Input Files, Running Commands, Error Log, etc.

[2024-07-05 10:59:59,135] DEEPMD INFO batch 20000: trn: rmse = 9.27e+00, rmse_e = 5.18e-02, rmse_f = 3.20e-01, lr = 1.68e-04 [2024-07-05 10:59:59,135] DEEPMD INFO batch 20000: val: rmse = 2.10e+01, rmse_e = 2.09e-01, rmse_f = 7.22e-01 [2024-07-05 10:59:59,135] DEEPMD INFO batch 20000: total wall time = 867.78 s [2024-07-05 11:04:32,527] DEEPMD WARNING Data loading buffer is empty or nearly empty. This may indicate a data loading bottleneck, and increasing the number of workers (--num-workers) may help. [2024-07-05 11:15:47,722] DEEPMD INFO batch 22000: trn: rmse = 8.23e+00, rmse_e = 1.09e-01, rmse_f = 2.84e-01, lr = 1.68e-04 [2024-07-05 11:15:47,722] DEEPMD INFO batch 22000: val: rmse = 8.26e+00, rmse_e = 2.24e-01, rmse_f = 2.84e-01 [2024-07-05 11:15:47,722] DEEPMD INFO batch 22000: total wall time = 948.59 s [2024-07-05 11:19:32,806] DEEPMD WARNING Data loading buffer is empty or nearly empty.
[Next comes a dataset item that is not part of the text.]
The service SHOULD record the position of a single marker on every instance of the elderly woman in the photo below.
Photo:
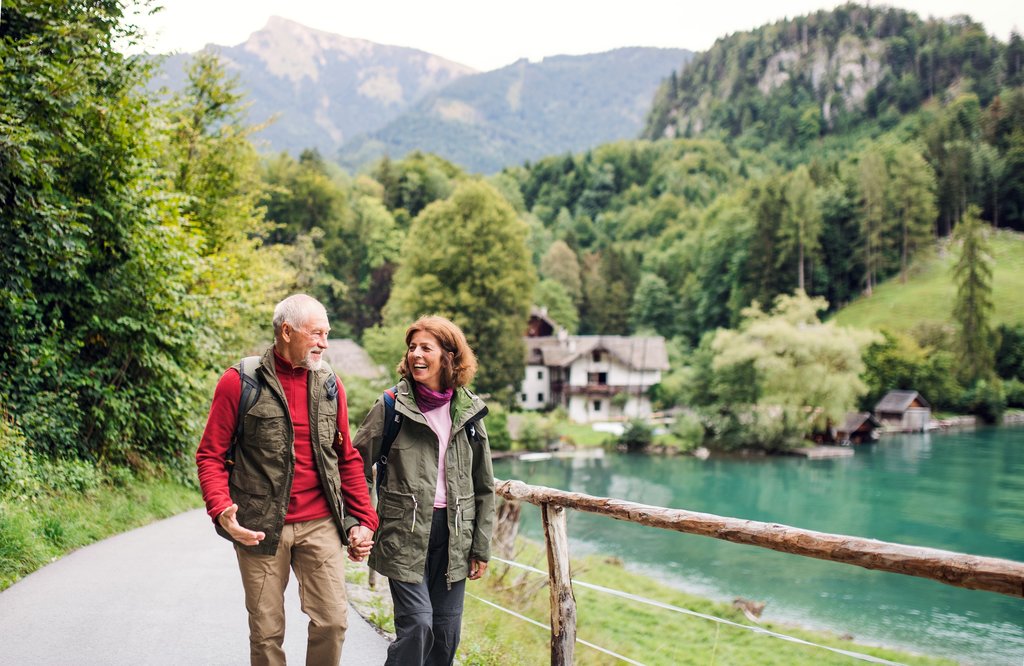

This may indicate a data loading bottleneck, and increasing the number of workers (--num-workers) may help. [2024-07-05 11:30:11,391] DEEPMD INFO batch 24000: trn: rmse = 1.21e+01, rmse_e = 1.30e-01, rmse_f = 4.21e-01, lr = 1.65e-04 [2024-07-05 11:30:11,392] DEEPMD INFO batch 24000: val: rmse = 9.12e+00, rmse_e = 1.42e-01, rmse_f = 3.18e-01 [2024-07-05 11:30:11,392] DEEPMD INFO batch 24000: total wall time = 863.67 s { "_comment": "that's all", "model": { "type_map": [ "H", "C", "N", "O" ], "descriptor": { "type": "dpa2", "tebd_dim": 8, "repinit_rcut": 7.0, "repinit_rcut_smth": 6.0, "repinit_nsel": 100, "repformer_rcut": 4.0, "repformer_rcut_smth": 3.5, "repformer_nsel": 40, "repinit_neuron": [ 25, 50, 100 ], "repinit_axis_neuron": 12, "repinit_activation": "tanh", "repformer_nlayers": 12, "repformer_g1_dim": 128, "repformer_g2_dim": 32, "repformer_attn2_hidden": 32, "repformer_attn2_nhead": 4, "repformer_attn1_hidden": 128, "repformer_attn1_nhead": 4, "repformer_axis_dim": 4, "repformer_update_h2": false, "repformer_update_g1_has_conv": true, "repformer_update_g1_has_grrg": true, "repformer_update_g1_has_drrd": true, "repformer_update_g1_has_attn": true, "repformer_update_g2_has_g1g1": true, "repformer_update_g2_has_attn": true, "repformer_attn2_has_gate": true, "repformer_add_type_ebd_to_seq": false },

Steps to Reproduce

mpirun -np 4 dp --pt train --skip-neighbor-stat --mpi-log=master input.json

Further Information, Files, and Links

No response

njzjz commented 1 week ago

I don't think MPI training has been supported by the PyTorch backend. Please read the documentation.